MADDOW: I‘m making these observations politically just as a citizen, but I wanted to ask you tonight if it‘s legally appropriate, legally useful, to approach this problem as terrorism?
TURLEY: Well, in some cases, it is. You know, some of these past cases have elements of terrorism. Rudolph is a good example of that—although, you know, he was not just anti-abortion, he was anti-homosexual. He was sort of at war with the world. And that makes this definition a little more difficult.
Some of us, particularly on the civil libertarian side, are uncomfortable with using the terrorism label because, you know, the Bush administration expanded this definition to the breaking point. I testified not long ago in Congress of how the Bush administration would classify what were rudimentary criminal cases as terrorism cases and use these laws against them.

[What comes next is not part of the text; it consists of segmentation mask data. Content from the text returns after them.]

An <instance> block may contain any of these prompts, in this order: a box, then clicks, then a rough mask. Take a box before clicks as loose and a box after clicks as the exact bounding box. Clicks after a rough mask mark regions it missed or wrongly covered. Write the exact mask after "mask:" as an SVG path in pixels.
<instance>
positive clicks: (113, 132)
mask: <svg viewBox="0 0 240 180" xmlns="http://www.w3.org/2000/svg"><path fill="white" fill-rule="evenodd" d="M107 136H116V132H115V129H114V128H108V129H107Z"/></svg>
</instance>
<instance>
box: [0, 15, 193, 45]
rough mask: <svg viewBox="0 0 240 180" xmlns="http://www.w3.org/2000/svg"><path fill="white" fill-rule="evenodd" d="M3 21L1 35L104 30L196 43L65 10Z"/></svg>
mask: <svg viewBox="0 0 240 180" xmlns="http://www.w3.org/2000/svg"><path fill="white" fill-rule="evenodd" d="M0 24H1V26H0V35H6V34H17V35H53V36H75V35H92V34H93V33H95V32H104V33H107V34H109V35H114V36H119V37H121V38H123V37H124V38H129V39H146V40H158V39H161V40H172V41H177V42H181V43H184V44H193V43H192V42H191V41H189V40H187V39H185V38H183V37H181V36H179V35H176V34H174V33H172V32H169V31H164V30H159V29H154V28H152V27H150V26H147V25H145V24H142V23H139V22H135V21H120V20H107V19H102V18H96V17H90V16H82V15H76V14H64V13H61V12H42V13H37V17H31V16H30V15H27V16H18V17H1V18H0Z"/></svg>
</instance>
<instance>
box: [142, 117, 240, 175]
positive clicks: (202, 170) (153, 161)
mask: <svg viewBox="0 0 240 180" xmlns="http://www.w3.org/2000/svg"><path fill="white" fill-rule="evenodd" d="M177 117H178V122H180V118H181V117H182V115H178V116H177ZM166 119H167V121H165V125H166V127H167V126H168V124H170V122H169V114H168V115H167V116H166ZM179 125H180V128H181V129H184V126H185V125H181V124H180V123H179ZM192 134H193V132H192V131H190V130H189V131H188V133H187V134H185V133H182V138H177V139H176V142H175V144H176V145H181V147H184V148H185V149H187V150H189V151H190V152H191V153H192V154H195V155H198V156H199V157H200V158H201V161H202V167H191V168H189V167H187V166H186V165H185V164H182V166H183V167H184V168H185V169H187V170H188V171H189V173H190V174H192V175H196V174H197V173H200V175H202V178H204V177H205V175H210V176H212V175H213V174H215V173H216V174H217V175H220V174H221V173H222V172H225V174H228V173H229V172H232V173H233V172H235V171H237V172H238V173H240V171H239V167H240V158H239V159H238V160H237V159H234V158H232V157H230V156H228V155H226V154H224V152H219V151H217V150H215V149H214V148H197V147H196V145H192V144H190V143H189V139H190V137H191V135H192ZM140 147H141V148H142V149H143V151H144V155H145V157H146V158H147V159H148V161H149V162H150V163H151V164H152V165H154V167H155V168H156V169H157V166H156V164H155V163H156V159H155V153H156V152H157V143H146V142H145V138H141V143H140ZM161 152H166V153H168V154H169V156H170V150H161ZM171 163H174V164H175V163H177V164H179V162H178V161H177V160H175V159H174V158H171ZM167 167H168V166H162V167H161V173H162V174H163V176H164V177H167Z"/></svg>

The problem we have, as you know, is to deal with lone actors like this. I don‘t believe that the man who killed Dr. Tiller was a classic terrorist. I think that he was a murderer. He assassinated him.
But I don‘t see the elements of an organized terrorist plot. And in many ways, he‘s the most dangerous thing that we face.
I think the Clinton administration got this right when they really saw the danger as the McVeigh type—this lone actor who goes out there, who may be fueled by rhetoric, but who‘s acting alone. In this case, it looks like he targeted this very doctor who had been demonized by many.